We will remember within what walls we live, and understand that this level life has its summit…. and we have only to stand on the summit of our one hour to command an uninterrupted horizon.

H.D. “Thorough” (as I now properly pronounce it), “A Walk to Wachusett”

Last year, in April, we held a Transition Training guided by an experienced, trained facilitator. She worked with us for two days, from 9 to 5, with unbounded energy! At the end of the second day she and I were the last ones left, packing up, when suddenly she confessed that she was horribly thirsty.

That day she had forgotten to bring her reusable water bottle, and though she had drunk at lunch from the reusable cups I had provided, she hadn’t drunk anything since then. The reusable cups and my own water bottle had already been removed.

Worried that she would faint, I came with her to the desk to ask for a water fountain and from there on to where they directed us. It was one of those tap fountains. Next to it stood a stack of tiny paper cups.
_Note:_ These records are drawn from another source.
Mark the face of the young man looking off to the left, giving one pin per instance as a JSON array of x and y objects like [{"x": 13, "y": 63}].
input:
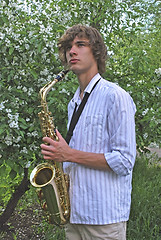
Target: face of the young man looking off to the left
[{"x": 79, "y": 56}]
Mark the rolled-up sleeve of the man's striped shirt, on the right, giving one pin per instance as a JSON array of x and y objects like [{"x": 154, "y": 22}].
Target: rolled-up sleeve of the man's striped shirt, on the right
[{"x": 121, "y": 127}]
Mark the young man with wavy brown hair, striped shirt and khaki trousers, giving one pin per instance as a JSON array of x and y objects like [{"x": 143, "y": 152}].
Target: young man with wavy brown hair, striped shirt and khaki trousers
[{"x": 101, "y": 154}]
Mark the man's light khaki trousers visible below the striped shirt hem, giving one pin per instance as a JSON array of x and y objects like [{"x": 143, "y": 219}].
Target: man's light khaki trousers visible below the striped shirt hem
[{"x": 115, "y": 231}]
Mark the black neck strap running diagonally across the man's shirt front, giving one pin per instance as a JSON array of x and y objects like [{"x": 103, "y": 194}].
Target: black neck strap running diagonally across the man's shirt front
[{"x": 76, "y": 114}]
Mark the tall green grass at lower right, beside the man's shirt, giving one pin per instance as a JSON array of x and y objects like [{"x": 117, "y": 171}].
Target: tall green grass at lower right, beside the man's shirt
[{"x": 145, "y": 222}]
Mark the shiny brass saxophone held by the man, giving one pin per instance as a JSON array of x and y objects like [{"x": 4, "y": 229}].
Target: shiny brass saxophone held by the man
[{"x": 49, "y": 177}]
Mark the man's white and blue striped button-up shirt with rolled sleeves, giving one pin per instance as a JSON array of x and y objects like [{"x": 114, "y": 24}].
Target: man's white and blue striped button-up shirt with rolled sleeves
[{"x": 106, "y": 126}]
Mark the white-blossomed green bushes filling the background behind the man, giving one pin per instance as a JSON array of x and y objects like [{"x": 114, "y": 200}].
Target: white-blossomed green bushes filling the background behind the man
[{"x": 29, "y": 59}]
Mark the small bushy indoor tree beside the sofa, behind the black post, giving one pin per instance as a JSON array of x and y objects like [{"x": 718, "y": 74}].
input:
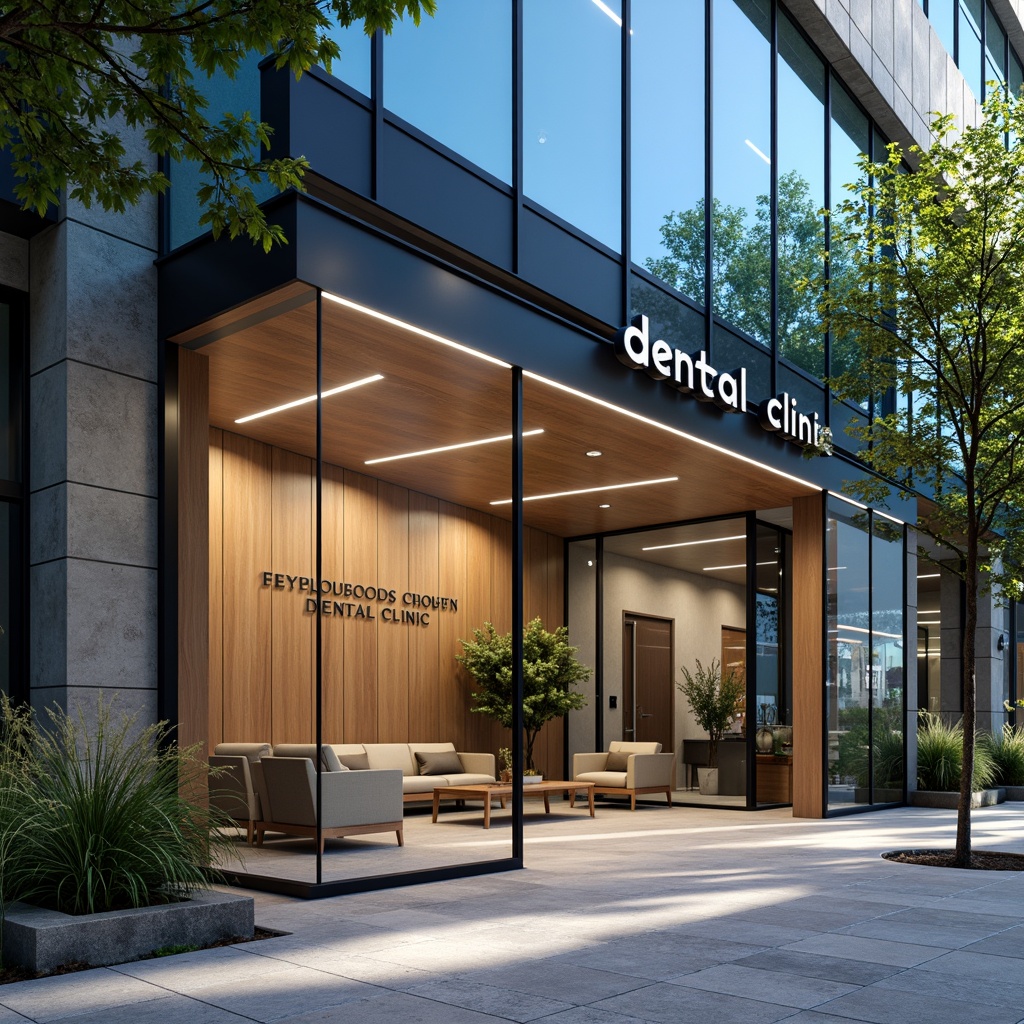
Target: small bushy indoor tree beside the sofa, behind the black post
[{"x": 550, "y": 670}]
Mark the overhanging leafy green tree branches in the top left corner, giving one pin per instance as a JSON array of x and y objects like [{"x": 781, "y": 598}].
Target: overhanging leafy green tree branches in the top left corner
[{"x": 75, "y": 76}]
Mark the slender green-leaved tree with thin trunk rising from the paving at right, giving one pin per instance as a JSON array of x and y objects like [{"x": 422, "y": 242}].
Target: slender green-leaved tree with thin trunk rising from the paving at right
[{"x": 936, "y": 301}]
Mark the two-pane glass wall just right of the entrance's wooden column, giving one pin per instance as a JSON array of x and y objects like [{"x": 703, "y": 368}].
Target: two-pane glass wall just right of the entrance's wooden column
[{"x": 865, "y": 696}]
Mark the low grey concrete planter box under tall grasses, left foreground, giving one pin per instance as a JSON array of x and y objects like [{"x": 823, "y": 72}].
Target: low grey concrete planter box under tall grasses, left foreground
[{"x": 42, "y": 941}]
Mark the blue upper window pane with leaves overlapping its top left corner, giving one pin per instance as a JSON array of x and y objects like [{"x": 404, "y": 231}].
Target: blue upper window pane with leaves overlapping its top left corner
[{"x": 452, "y": 77}]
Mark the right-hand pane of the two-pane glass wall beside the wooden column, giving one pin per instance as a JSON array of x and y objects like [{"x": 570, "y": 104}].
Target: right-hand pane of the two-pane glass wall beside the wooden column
[{"x": 887, "y": 666}]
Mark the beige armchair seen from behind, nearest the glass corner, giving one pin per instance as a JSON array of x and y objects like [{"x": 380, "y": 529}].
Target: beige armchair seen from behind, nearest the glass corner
[{"x": 353, "y": 803}]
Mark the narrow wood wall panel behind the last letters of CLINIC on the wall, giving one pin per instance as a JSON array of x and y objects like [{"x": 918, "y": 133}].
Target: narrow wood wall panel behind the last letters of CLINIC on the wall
[{"x": 424, "y": 661}]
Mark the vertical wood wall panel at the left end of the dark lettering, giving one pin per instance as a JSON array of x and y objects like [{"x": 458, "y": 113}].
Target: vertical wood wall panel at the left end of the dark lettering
[{"x": 247, "y": 552}]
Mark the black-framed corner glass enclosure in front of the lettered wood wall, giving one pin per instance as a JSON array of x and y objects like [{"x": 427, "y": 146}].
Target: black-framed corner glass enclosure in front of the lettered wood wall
[{"x": 354, "y": 545}]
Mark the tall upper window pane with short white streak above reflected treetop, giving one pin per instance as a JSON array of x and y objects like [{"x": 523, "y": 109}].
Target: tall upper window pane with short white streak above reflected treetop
[{"x": 742, "y": 212}]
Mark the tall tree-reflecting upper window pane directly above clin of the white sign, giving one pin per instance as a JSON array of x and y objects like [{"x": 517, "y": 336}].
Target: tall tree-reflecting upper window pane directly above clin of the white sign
[{"x": 801, "y": 196}]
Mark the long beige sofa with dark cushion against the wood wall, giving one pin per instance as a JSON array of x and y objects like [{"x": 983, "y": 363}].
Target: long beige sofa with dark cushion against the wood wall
[{"x": 424, "y": 766}]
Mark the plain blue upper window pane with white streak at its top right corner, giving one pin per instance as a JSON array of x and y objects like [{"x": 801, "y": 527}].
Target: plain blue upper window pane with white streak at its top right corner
[{"x": 572, "y": 113}]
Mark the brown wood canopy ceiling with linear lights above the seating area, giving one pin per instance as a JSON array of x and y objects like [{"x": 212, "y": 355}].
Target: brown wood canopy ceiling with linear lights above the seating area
[{"x": 434, "y": 395}]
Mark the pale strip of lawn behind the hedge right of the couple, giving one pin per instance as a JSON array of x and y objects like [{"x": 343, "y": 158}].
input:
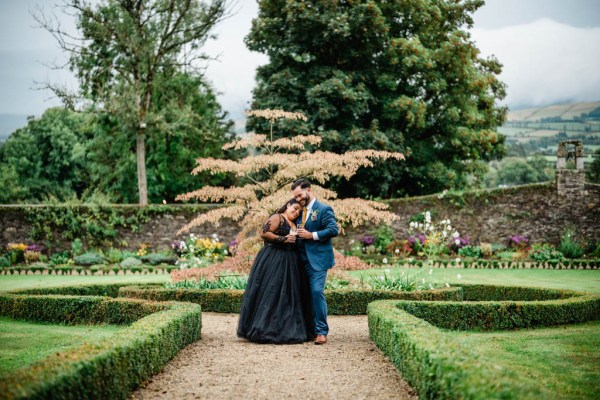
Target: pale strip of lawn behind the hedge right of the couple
[{"x": 579, "y": 280}]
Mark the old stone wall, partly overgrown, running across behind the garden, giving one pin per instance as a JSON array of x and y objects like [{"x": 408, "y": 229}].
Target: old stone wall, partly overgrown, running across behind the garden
[{"x": 535, "y": 211}]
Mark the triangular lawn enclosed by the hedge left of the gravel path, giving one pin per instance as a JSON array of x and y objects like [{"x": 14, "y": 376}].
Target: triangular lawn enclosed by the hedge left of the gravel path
[{"x": 23, "y": 343}]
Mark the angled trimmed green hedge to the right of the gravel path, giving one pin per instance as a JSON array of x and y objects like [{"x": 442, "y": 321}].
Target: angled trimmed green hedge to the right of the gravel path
[{"x": 437, "y": 367}]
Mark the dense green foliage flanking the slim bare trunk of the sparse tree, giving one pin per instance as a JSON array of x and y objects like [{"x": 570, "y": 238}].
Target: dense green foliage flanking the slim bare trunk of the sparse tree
[{"x": 189, "y": 124}]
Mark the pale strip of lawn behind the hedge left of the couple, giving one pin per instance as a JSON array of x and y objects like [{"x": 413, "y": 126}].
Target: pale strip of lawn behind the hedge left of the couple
[{"x": 10, "y": 282}]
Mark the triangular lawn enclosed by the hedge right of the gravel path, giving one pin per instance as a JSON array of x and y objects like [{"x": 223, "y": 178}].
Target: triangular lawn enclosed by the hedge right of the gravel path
[{"x": 563, "y": 362}]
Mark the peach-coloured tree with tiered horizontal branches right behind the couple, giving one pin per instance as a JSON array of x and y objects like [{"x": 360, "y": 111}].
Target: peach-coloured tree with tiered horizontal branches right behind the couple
[{"x": 265, "y": 175}]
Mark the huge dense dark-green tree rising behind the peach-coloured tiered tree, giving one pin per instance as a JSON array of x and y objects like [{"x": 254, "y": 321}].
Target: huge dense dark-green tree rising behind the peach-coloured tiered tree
[{"x": 399, "y": 75}]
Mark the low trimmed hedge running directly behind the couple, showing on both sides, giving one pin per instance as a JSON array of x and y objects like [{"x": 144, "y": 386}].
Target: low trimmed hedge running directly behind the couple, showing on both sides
[{"x": 339, "y": 301}]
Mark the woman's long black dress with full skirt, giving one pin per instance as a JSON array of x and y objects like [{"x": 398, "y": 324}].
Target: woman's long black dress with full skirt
[{"x": 276, "y": 305}]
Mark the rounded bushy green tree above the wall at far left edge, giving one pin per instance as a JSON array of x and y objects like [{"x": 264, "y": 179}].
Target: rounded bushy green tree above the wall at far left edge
[{"x": 46, "y": 158}]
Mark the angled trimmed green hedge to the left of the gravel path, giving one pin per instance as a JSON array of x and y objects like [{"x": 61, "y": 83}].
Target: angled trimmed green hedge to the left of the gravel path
[{"x": 110, "y": 368}]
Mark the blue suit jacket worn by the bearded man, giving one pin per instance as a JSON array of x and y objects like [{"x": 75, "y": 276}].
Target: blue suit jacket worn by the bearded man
[{"x": 322, "y": 221}]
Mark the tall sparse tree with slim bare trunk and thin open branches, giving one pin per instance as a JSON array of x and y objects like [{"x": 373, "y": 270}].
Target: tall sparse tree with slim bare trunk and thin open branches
[{"x": 125, "y": 48}]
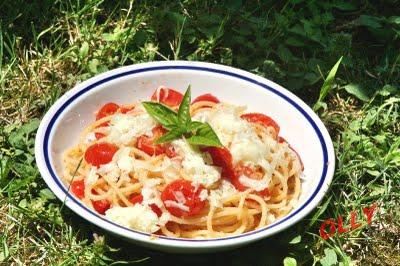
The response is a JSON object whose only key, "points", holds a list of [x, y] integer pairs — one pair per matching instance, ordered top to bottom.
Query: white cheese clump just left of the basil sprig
{"points": [[124, 127]]}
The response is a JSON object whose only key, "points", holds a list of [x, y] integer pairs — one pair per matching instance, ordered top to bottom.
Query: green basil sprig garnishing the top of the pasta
{"points": [[180, 123]]}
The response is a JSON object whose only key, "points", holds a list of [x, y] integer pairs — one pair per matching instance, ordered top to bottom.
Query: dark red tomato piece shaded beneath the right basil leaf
{"points": [[222, 158]]}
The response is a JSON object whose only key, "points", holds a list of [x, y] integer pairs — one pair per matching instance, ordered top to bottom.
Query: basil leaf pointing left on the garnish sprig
{"points": [[165, 116]]}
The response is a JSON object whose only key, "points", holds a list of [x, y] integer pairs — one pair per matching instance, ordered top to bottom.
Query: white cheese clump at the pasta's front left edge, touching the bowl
{"points": [[139, 217]]}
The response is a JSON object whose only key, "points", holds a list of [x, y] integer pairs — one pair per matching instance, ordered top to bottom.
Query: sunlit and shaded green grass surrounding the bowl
{"points": [[46, 47]]}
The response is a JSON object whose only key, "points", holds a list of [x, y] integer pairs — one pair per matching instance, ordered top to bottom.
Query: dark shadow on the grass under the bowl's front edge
{"points": [[270, 251]]}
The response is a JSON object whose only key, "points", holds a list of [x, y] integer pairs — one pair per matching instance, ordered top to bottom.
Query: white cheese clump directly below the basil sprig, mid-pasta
{"points": [[194, 166]]}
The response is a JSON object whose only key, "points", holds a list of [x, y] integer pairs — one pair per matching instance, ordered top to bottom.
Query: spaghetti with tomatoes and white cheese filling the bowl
{"points": [[179, 190]]}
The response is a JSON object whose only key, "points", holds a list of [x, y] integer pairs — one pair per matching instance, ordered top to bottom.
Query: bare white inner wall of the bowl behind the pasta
{"points": [[295, 128]]}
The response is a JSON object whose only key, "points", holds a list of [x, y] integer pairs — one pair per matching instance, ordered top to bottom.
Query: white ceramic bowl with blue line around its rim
{"points": [[300, 126]]}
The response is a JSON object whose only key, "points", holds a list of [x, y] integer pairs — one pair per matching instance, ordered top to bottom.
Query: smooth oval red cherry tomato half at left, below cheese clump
{"points": [[100, 153]]}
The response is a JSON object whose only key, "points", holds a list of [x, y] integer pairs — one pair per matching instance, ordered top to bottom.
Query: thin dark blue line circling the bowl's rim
{"points": [[183, 67]]}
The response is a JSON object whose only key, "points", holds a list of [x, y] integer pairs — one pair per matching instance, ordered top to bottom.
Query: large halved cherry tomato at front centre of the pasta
{"points": [[190, 193]]}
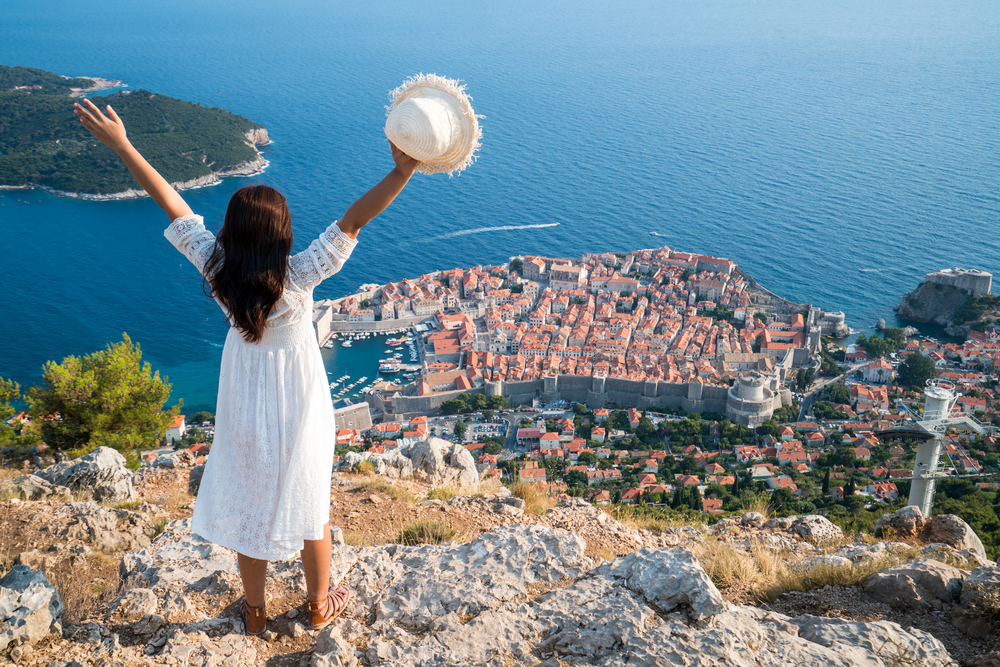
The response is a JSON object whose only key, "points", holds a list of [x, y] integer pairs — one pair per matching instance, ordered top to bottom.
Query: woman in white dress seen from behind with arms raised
{"points": [[266, 487]]}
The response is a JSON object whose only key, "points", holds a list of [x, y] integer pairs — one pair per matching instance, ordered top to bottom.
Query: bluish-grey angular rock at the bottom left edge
{"points": [[30, 607]]}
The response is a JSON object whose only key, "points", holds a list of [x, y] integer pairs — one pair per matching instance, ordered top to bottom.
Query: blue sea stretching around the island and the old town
{"points": [[836, 150]]}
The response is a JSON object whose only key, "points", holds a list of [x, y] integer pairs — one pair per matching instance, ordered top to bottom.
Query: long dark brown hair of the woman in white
{"points": [[248, 266]]}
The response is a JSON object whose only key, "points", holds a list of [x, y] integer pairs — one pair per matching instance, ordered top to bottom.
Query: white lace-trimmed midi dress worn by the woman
{"points": [[266, 486]]}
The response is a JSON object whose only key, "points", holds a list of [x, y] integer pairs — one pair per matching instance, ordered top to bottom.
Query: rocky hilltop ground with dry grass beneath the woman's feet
{"points": [[572, 586]]}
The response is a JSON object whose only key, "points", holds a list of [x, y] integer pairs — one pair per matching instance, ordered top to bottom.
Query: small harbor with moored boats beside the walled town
{"points": [[356, 362]]}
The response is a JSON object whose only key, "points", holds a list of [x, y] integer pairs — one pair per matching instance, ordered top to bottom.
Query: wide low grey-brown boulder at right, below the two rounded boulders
{"points": [[920, 585]]}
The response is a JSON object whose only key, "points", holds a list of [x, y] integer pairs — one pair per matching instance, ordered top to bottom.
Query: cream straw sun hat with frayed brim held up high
{"points": [[431, 120]]}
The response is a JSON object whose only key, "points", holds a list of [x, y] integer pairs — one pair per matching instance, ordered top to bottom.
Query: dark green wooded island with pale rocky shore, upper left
{"points": [[42, 145]]}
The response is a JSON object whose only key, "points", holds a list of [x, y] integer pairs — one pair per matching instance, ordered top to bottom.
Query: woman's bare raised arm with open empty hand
{"points": [[110, 131]]}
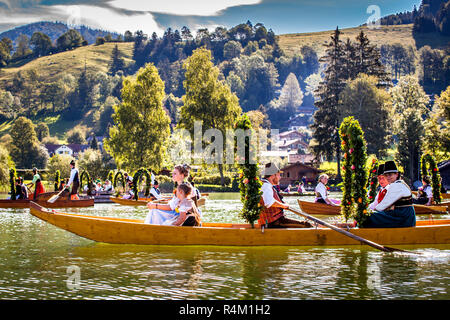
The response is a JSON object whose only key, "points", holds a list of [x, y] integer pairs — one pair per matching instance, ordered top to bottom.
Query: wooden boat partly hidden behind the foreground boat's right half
{"points": [[327, 210]]}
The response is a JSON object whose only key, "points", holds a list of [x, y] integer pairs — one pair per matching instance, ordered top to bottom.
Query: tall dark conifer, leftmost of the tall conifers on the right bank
{"points": [[326, 118]]}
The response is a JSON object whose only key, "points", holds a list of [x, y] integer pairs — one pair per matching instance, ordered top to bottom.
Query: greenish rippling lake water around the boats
{"points": [[39, 261]]}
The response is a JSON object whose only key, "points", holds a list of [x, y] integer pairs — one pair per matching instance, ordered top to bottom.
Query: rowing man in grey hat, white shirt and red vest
{"points": [[272, 214]]}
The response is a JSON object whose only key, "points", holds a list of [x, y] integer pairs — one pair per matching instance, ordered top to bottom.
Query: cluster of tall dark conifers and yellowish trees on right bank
{"points": [[357, 83]]}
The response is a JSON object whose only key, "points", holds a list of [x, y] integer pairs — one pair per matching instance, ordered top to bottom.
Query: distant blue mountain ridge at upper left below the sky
{"points": [[54, 30]]}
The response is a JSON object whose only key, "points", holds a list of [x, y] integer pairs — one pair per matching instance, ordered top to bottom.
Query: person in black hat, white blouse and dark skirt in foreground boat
{"points": [[396, 209]]}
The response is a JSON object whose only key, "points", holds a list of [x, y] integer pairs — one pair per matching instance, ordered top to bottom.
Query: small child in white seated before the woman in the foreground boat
{"points": [[180, 211]]}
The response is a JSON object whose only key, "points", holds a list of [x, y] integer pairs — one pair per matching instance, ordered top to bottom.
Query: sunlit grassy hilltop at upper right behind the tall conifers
{"points": [[403, 34]]}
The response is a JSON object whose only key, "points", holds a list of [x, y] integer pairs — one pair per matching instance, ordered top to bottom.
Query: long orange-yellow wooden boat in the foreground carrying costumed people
{"points": [[133, 231]]}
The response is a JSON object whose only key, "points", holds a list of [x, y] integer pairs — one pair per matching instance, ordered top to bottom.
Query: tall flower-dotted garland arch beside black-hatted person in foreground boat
{"points": [[355, 201]]}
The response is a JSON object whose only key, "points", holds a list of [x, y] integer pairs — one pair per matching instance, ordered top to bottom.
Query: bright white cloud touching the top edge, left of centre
{"points": [[182, 7]]}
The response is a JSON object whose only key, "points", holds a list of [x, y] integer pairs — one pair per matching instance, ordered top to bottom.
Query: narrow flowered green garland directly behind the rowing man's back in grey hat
{"points": [[249, 183]]}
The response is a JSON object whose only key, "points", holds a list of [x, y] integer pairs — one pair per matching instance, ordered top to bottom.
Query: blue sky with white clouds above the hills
{"points": [[282, 16]]}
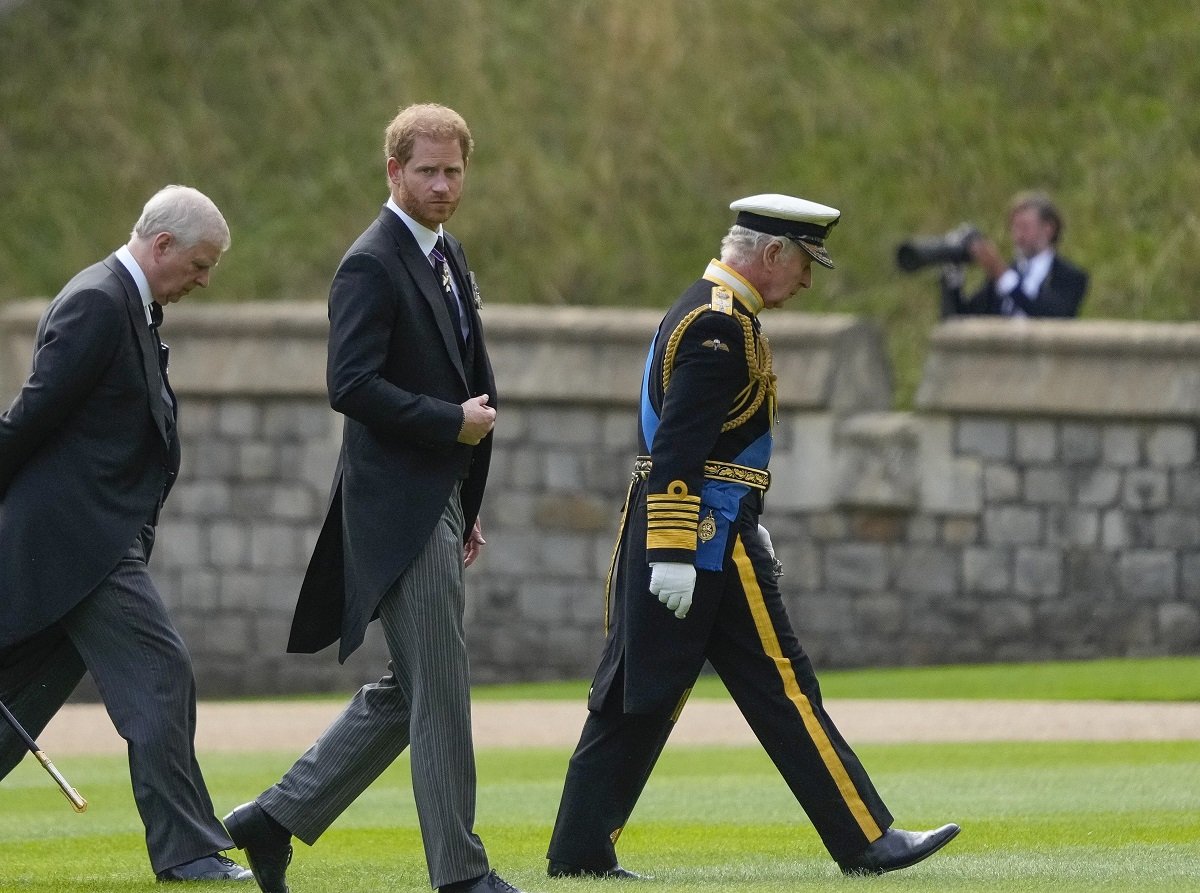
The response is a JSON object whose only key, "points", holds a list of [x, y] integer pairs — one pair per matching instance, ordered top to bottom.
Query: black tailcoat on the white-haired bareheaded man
{"points": [[87, 451]]}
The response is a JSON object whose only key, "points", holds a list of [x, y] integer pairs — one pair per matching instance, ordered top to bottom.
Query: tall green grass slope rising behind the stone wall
{"points": [[611, 137]]}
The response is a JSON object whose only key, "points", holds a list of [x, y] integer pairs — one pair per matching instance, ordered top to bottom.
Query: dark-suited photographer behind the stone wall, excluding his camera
{"points": [[1037, 284]]}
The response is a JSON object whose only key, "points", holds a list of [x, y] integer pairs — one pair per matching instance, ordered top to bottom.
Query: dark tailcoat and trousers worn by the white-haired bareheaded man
{"points": [[88, 452]]}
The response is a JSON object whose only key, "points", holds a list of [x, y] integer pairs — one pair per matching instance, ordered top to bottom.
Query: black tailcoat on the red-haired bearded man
{"points": [[397, 374]]}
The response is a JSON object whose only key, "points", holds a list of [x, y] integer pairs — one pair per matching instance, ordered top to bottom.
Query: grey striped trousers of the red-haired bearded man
{"points": [[424, 704]]}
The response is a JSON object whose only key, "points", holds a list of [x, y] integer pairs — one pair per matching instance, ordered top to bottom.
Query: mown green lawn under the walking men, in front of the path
{"points": [[1035, 818]]}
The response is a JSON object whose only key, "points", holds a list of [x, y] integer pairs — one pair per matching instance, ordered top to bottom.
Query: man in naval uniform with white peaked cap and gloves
{"points": [[694, 576]]}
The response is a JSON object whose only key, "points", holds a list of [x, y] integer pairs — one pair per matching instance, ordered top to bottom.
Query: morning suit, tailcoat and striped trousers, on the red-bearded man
{"points": [[405, 495]]}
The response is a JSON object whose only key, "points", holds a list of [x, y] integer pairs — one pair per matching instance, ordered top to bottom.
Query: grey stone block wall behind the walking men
{"points": [[1043, 500]]}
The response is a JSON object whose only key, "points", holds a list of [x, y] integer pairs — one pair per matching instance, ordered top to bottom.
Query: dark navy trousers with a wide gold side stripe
{"points": [[759, 658]]}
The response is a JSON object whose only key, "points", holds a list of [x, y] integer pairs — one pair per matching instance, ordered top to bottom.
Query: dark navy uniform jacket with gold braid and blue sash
{"points": [[709, 398]]}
You know, the ones with the pastel flowers and the inside layer of plastic which makes them virtually non-recyclable.

She looked at it and said, “I’ll drink when I get home.”

Home was over an hour’s drive away.

I said, “But Tina, you have to drink!”

She smiled and shook her head. “I’ll be alright!”

And she was.

I didn’t understand back then, but now I do. Now I couldn’t drink from that cup either.

I think activism has done that for/to me. Going public, face to face, with one’s principles, sticking one’s neck out, has made some of these  issues (like the throwaway cup) clearer, simpler, and so easier to deal with.

Other principles (like vegetarianism, hunting), it has thrown into question and confusion. Those I was  never really clear on, of course, but I may have thought I was. Now that I am more conscious of their praxis and because I practice them out there now, I have started the thought process and until I am clear on them, I will not so easily proclaim them anymore.

Standing up for one’s principles in public – training, speaking, meeting, etc. – throws up those summits Thoreau wrote about, from which we can get an overview of the landscape of our level lives. Only I would add that the landscape changes constantly, that we need to climb those summits more than once, to keep us honest and aware.